2.4 During the course of any discussions individual members are expected to:
- make the panel aware of the full range of opinion within their area of expertise
- challenge any assumptions on which advice is formulated
- question and comment on information provided or views expressed by other members, regardless of whether they relate to their own area of expertise
3. Joint panel discussions
3.1 It may be necessary to hold joint panel meetings to discuss issues or cases which cover areas relevant to more than one panel. These will normally be extraordinary meetings and, once the need is identified, will be arranged so that to take place before the next round of regular panel meetings. This is so that any recommendations can be discussed and agreed at the next meeting. It is not anticipated that members will have to attend more than one a year.
4. Reports for panel consideration
4.1 Individual members with relevant expertise or working/subgroups made up of selected panel members may be asked to produce written reports for consideration at panel meetings.
4.2 This would include reports with recommendations on specific issues identified by DVLA or the panel for presentation to and discussion by the panel (for example, identification and evaluation of current research and literature). It is not anticipated that members will have to contribute to more than one every two years other than by agreement with the timeframes set on a case-by-case basis.
5. Other advice outside routine meetings
5.1 On occasions it may be necessary to seek the views of the panels on issues (other than individual licensing cases) that cannot wait until a routine meeting. In these cases, advice will be sought from the panel members who are expected to respond within a maximum of 4 weeks.

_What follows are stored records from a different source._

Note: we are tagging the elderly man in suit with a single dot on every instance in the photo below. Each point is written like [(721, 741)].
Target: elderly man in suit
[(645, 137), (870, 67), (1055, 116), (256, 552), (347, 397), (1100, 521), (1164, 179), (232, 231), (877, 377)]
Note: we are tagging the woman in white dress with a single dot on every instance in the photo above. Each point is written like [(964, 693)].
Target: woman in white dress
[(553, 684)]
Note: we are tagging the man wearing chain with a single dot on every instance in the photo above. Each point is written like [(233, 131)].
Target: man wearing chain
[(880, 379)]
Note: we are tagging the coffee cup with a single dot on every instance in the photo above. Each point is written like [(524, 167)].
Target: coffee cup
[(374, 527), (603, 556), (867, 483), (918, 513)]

5.2 It is not possible to predict the exact number of requests involved. Issues will be dealt with at regular meetings wherever possible.
6. Gaps in the evidence base
6.1 Where panels identify gaps in the evidence base and a need for research they will be expected to explore these through panel discussions or working/subgroup work and make proposals for how these are to be addressed for example, recommendations for departmental sponsored research and agreeing the relevant terms of reference.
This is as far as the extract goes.